2. Description of the Prior Art
Word games have been provided of a "crossword" nature, to be played on paper or on a two-dimensional board or surface. Crossword-type games have also been provided which employ cubes as playing pieces to spell out words in a crossword fashion on a flat surface, using only the upward-facing face of each playing piece. In each of these instances, the game is played in a flat plane and the spelling out of words involves only crossword-type, vertical or horizontal straight-line relationships between playing pieces.
Three-dimensional crossword puzzles are known (see, e.g., U.S. Pat. No. 2,886,325 to Long) which utilize cubical blocks having different letters and symbols on the different faces of a given block. Complexity is derived from the fact that a given block is a part of six different crossword puzzle solutions, two in each plane. However, within each plane, the spelling out of words is still accomplished in the same vertical or horizontal crossword fashion described above.

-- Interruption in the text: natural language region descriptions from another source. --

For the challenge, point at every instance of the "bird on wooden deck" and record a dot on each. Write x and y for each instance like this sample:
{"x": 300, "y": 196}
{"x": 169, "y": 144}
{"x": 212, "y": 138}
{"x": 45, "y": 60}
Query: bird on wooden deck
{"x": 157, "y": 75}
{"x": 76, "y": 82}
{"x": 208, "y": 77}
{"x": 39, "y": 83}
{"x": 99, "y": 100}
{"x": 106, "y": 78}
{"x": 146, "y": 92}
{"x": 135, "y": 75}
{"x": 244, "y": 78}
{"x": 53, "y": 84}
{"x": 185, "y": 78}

The present invention goes beyond prior art word games in providing for the playing of letters or letter pieces, not onto a flat surface, but onto the surface of a three-dimensional closed solid. Further, the paths involved in the spelling out of words are not straight-line paths, but are circuitous and often complex paths in three dimensions about the closed surface. Relationships between playing pieces derive richness from the complex topological relationships between areas on the three-dimensional closed surface. A given letter piece may be used not just once, but twice or more, in the spelling of a word or phrase if a player has enough acumen to manage the arrangement of letter pieces to provide for a looping, continuous path between the necessary letters.
Fruitful comparison may be made to two features of the game of chess that help to make it such a richly complex game:
1. Chess is played in a limited, contained universe (a board of 64 squares).
2. Within that universe, relationships between playing pieces are very complex.
This results in almost unlimited possibilities, too great for enumeration or for learning by any one person. The possibilities for strategy are likewise practically unlimited.
In a somewhat similar fashion, the game of the present invention:
1. IS PLAYED IN A LIMITED, CONTAINED UNIVERSE (26 PLAYING POSITIONS) WHICH, IN ADDITION, CLOSES ON ITSELF AND IS EVERYWHERE CONTINUOUS WITH ITSELF (I.E., IT HAS NO EDGES AS A BOARD DOES); AND
2. PROVIDES COMPLEX RELATIONSHIPS BETWEEN PLAYING POSITIONS AND, THUS, BETWEEN PLAYING PIECES WHEN THEY HAVE BEEN PLAYED.
Additionally, the present invention is a word game (thus adding lexicological complexities and possibilities) and it is played in three dimensions. It can therefore be said that the game of the present invention introduces a new dimension and a new order of strategic possibilities heretofore unknown in the world of word games.